The Sitter Blu-ray Movie, Special Features and Extras  2.5 of 5

  • Deleted/Alternate/Extended Scenes (1080p, 25:54): Ten deleted/extended/different scenes, including an alternate ending that has Karl and Noah fighting on a carousel.
  • Gag Reel (1080p, 2:37): There might be more big laughs here than in the entire film.
  • Sits-N-Giggles (1080p, 3:09): A montage of improvised lines.
  • For Your Consideration (1080p, 1:01): Blake beat-boxing. Badly.

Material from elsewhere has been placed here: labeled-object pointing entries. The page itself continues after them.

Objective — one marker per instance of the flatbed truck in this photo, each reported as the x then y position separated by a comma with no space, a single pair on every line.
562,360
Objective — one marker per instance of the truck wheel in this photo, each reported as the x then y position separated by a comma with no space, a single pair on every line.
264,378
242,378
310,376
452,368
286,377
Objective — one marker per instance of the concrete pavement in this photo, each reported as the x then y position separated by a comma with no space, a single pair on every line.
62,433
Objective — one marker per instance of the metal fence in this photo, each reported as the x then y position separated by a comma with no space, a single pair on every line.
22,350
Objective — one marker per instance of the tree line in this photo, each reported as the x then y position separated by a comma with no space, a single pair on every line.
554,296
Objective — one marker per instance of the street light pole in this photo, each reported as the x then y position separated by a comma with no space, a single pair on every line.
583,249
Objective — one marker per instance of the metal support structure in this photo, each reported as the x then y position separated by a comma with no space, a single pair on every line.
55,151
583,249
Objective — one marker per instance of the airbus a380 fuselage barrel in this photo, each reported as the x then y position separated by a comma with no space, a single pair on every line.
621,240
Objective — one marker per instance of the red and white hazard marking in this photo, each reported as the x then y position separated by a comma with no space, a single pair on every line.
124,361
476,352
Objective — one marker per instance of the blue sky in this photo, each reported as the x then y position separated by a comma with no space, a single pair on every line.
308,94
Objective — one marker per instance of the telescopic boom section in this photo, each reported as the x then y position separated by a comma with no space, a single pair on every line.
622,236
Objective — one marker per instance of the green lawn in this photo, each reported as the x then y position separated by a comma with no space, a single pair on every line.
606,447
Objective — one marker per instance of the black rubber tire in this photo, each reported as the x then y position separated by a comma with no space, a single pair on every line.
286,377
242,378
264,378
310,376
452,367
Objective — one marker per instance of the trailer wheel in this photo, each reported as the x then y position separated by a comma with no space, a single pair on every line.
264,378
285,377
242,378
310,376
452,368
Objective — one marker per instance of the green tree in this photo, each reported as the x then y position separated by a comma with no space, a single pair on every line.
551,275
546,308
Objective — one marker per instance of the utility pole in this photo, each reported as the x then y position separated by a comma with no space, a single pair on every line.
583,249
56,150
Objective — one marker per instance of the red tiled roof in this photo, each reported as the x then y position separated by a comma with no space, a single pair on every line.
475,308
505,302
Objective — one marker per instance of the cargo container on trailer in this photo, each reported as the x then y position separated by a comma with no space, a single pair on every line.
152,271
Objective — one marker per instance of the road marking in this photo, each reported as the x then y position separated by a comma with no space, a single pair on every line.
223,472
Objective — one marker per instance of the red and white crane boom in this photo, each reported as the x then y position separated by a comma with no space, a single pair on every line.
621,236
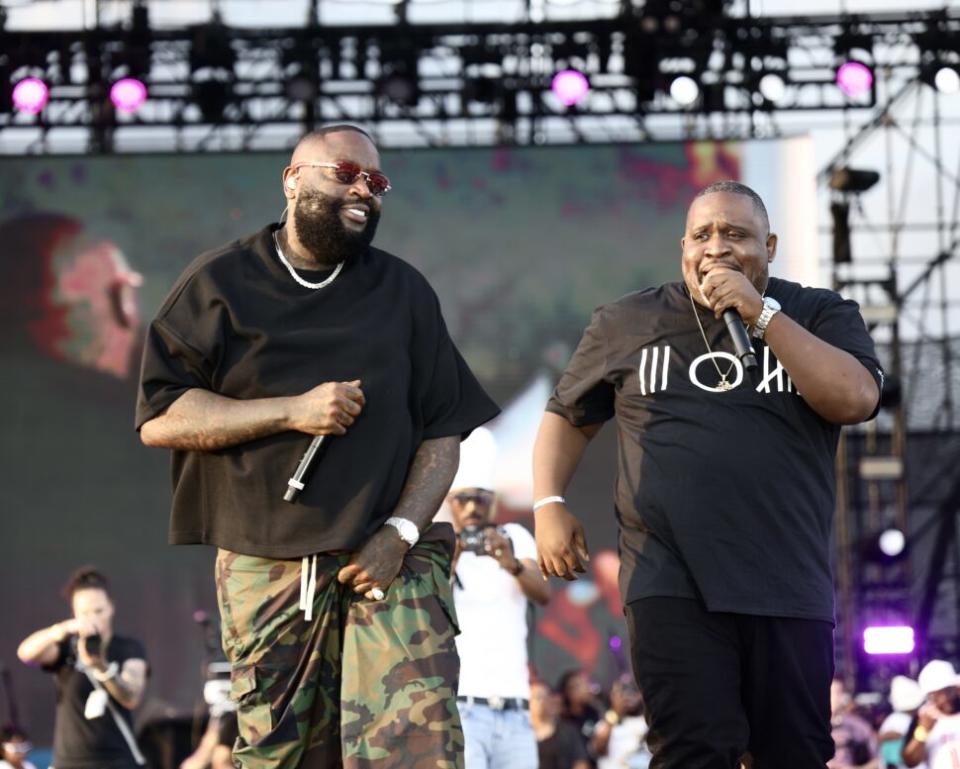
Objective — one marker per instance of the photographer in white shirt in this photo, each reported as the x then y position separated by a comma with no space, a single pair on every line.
495,576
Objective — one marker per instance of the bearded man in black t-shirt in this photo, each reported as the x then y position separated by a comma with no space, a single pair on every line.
724,491
337,610
100,679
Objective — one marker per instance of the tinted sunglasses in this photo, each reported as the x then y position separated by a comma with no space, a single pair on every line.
347,172
480,497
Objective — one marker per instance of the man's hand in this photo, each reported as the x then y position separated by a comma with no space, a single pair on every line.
561,543
500,548
97,661
928,715
376,564
725,288
328,409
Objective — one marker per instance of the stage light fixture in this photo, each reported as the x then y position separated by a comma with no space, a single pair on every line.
30,95
854,78
846,179
889,639
892,542
772,87
570,86
947,80
684,90
128,95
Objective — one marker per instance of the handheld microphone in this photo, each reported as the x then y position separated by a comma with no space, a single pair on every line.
297,482
741,342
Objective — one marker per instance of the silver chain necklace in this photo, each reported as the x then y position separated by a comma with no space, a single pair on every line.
724,383
293,272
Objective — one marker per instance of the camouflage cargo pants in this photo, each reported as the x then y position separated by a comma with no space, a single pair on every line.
364,684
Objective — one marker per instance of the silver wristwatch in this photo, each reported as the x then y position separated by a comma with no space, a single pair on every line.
406,528
770,308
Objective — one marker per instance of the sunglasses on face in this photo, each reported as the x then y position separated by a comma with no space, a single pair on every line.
347,172
479,497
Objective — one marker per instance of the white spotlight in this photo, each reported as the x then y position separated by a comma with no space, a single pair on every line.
684,90
947,80
892,542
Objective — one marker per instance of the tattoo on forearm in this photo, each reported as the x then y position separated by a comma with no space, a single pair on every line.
428,481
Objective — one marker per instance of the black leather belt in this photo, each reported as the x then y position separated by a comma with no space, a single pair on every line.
497,703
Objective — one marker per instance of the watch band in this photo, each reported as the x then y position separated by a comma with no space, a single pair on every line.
766,314
406,528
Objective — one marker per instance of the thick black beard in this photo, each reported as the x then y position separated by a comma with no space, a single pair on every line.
321,231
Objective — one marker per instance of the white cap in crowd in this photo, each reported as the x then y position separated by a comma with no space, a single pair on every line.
937,675
478,462
905,694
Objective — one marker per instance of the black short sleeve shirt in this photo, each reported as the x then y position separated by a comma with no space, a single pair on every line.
724,495
237,324
79,742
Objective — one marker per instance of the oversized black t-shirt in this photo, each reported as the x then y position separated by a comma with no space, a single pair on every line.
237,324
723,495
94,743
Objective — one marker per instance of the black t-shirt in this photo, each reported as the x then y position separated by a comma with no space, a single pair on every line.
237,324
79,742
723,495
562,749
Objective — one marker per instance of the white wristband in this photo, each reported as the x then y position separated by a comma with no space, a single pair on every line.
548,501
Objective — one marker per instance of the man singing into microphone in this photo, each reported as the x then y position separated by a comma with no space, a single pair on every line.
336,610
724,490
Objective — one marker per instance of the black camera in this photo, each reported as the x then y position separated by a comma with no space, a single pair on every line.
93,644
473,538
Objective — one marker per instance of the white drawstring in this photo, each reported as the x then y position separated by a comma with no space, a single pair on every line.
308,585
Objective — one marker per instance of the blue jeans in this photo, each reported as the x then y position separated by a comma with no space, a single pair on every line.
497,739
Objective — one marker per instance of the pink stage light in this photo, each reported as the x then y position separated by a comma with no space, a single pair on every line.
570,86
30,95
888,639
854,78
128,94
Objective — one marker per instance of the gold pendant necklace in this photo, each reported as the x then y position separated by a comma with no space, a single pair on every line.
724,383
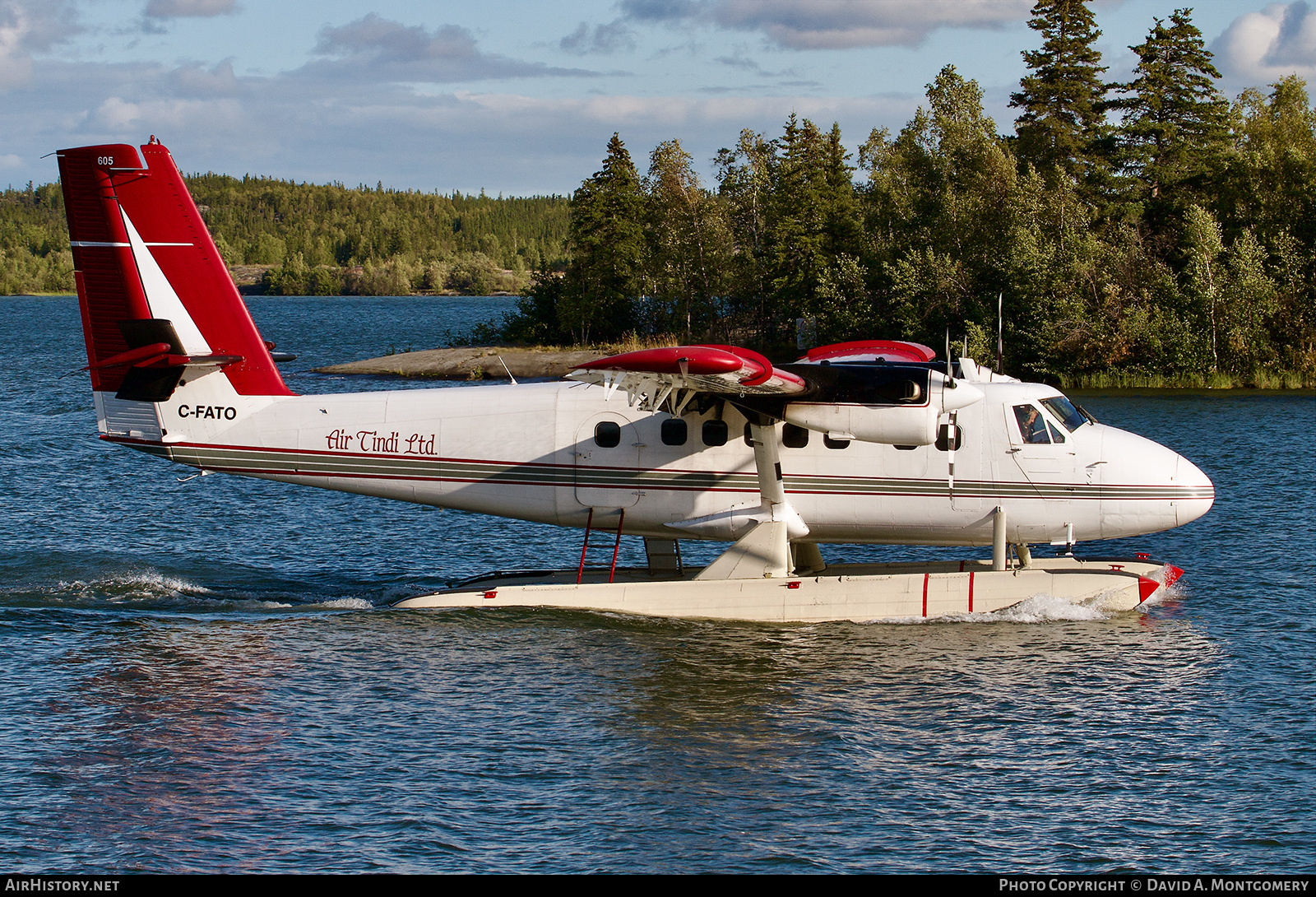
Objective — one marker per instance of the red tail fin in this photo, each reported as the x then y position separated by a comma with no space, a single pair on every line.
141,253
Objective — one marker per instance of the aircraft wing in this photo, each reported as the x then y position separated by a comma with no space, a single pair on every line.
674,375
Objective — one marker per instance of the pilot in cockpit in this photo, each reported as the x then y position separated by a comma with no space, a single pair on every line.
1031,425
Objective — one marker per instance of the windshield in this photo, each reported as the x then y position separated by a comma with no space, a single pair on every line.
1065,411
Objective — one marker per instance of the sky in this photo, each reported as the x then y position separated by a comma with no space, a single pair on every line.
520,96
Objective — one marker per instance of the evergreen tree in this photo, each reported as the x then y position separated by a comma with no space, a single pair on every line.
745,188
688,240
1063,99
609,247
1175,123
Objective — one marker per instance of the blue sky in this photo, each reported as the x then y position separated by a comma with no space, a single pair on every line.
520,98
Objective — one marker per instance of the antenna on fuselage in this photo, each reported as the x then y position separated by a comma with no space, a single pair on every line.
1000,340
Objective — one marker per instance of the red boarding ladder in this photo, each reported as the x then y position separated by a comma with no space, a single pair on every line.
616,544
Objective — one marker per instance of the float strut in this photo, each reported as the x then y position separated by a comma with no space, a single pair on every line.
616,546
998,539
585,547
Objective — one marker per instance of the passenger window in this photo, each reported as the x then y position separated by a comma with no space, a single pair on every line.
715,432
1031,425
674,432
607,434
944,439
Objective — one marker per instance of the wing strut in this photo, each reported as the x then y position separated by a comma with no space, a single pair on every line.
765,551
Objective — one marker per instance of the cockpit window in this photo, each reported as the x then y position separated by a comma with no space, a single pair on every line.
1066,412
1032,427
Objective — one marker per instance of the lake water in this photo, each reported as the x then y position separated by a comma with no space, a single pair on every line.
202,676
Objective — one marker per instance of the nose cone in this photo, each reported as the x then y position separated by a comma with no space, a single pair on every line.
1148,488
1199,493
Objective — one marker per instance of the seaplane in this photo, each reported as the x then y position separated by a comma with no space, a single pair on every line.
866,441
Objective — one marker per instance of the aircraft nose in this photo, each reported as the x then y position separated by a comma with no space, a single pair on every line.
1199,491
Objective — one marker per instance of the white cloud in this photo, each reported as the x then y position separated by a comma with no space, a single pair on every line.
378,49
199,82
28,26
181,8
833,24
1267,45
602,39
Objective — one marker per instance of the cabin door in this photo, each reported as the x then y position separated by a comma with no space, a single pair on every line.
607,462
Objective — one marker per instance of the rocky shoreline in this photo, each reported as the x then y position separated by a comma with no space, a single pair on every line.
469,362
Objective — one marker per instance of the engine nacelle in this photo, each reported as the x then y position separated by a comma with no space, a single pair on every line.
887,425
908,421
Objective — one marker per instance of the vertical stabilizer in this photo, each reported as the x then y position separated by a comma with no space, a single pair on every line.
155,295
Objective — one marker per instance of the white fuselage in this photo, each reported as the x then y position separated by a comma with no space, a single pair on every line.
531,452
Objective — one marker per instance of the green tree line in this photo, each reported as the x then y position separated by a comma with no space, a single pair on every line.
320,239
1138,228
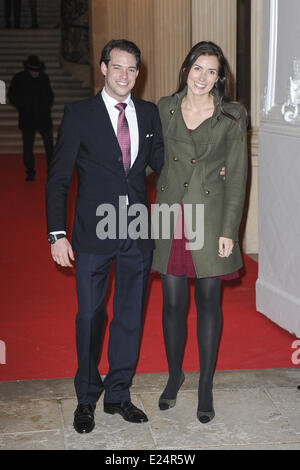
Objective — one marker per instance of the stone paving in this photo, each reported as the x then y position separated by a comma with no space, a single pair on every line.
255,410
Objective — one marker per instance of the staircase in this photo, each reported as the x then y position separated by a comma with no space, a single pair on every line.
15,46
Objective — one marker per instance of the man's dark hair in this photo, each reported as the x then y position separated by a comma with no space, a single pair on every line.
123,45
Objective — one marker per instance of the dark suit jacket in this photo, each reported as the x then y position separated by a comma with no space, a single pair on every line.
87,141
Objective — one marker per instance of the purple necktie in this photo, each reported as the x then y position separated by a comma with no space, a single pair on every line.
123,135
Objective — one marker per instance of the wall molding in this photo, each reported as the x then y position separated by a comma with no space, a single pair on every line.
273,37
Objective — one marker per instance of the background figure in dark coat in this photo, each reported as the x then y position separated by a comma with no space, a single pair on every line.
30,92
33,9
16,4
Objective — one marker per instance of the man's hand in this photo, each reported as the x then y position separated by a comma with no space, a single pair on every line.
62,253
225,247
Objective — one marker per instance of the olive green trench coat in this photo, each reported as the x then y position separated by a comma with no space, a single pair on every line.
191,177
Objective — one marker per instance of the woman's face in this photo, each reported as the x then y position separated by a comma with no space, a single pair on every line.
203,75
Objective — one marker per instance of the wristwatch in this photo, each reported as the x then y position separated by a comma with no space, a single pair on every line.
53,238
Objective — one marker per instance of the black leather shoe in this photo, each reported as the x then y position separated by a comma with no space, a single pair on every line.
127,410
205,416
84,418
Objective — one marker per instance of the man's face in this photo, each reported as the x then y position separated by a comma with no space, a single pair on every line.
120,74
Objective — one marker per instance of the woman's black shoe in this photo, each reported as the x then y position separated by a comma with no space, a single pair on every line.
205,416
167,403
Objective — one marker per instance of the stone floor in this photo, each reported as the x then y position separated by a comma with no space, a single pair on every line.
255,410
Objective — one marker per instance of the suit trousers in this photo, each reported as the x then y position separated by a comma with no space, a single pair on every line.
28,142
131,271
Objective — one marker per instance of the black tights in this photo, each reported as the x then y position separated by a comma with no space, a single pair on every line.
209,321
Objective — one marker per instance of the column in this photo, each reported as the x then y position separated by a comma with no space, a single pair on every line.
172,42
250,241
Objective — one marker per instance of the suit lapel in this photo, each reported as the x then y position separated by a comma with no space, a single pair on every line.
103,126
141,120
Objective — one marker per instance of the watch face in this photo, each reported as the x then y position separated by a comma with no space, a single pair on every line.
51,238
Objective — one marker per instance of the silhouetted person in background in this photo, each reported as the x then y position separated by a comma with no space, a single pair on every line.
16,6
30,92
33,9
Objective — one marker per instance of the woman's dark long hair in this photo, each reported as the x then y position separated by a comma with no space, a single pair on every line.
225,77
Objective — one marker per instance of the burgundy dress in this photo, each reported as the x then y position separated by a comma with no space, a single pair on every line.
181,261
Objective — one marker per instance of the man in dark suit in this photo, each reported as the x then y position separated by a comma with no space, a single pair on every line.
31,93
110,139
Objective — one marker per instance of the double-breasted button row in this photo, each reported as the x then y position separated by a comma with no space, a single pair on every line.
193,160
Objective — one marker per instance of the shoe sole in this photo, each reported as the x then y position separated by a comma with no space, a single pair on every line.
84,431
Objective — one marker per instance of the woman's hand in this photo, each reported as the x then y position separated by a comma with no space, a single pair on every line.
225,247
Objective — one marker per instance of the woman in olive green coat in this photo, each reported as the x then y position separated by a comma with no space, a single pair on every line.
203,132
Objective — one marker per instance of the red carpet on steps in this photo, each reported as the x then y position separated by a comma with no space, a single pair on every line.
38,302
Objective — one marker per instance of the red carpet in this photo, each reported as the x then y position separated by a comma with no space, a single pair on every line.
38,303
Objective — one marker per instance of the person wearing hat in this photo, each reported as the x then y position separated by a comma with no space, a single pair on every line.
14,5
31,93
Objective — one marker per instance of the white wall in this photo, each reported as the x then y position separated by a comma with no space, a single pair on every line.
278,284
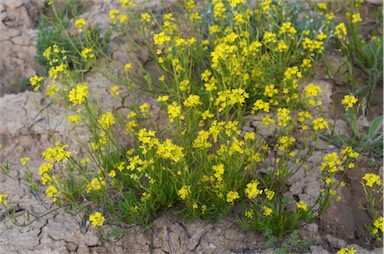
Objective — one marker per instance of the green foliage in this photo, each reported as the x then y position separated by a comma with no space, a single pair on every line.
220,65
57,31
367,141
363,50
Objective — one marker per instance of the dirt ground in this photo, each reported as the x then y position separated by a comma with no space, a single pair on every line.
25,130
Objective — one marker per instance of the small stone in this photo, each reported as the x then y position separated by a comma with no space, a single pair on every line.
318,250
335,243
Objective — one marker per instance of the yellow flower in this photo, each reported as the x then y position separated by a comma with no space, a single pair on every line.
97,219
51,191
35,82
2,199
249,136
24,160
322,6
44,168
372,179
320,123
126,3
184,192
218,9
160,38
331,161
287,28
285,142
87,53
57,153
232,196
168,150
52,89
79,24
269,194
73,119
267,121
312,90
329,16
346,251
45,178
145,18
267,211
349,101
113,14
283,116
356,18
341,31
192,100
115,90
348,151
251,191
163,98
106,120
249,214
379,223
266,4
301,205
235,3
123,18
144,108
174,110
95,184
184,85
78,94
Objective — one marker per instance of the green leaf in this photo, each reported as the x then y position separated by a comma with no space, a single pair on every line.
374,127
351,117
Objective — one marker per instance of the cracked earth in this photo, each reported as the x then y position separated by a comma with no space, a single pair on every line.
26,130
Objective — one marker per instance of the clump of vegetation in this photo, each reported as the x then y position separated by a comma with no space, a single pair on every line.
221,63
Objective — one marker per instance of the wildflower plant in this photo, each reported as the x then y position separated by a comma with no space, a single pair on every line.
233,62
373,189
364,51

And that's about it.
  • The Making of The Sitter (1080p, 15:23): A decent behind-the-scenes piece, with on-set footage and interviews with the actors.
  • Jonah the Producer (1080p, 4:59): A joke piece with Jonah assisting with the kid actors' tutoring and hanging out with their parents.
  • Theatrical Trailer (1080p, 2:11)
  • Sneak Peeks (1080p, 7:07): Trailers for The Three Stooges, This Means War, Immortals, and Wilfred.


The Sitter Blu-ray Movie, Overall Score and Recommendation  2.5 of 5

It's the age-old gotcha--if you've seen the trailer for The Sitter, you've seen almost all of the film's laugh-out-loud- worthy moments. As a whole, the movie just doesn't work well; most of the jokes don't land right, and the ones that do are few and far between. I can excuse Jonah Hill--he gets a pass for the damn fine job he did in Moneyball--but I'm shaking my head slowly at director David Gordon Green, who's been squandering the promise of his early career. Seriously, go back and watch George Washington and then watch The Sitter. It's hard to believe they were both made by the same guy. Anyway, The Sitter looks and sounds great on Blu-ray, and comes with a decent selection of bonus features, but I can't recommend this one as anything more than a rental.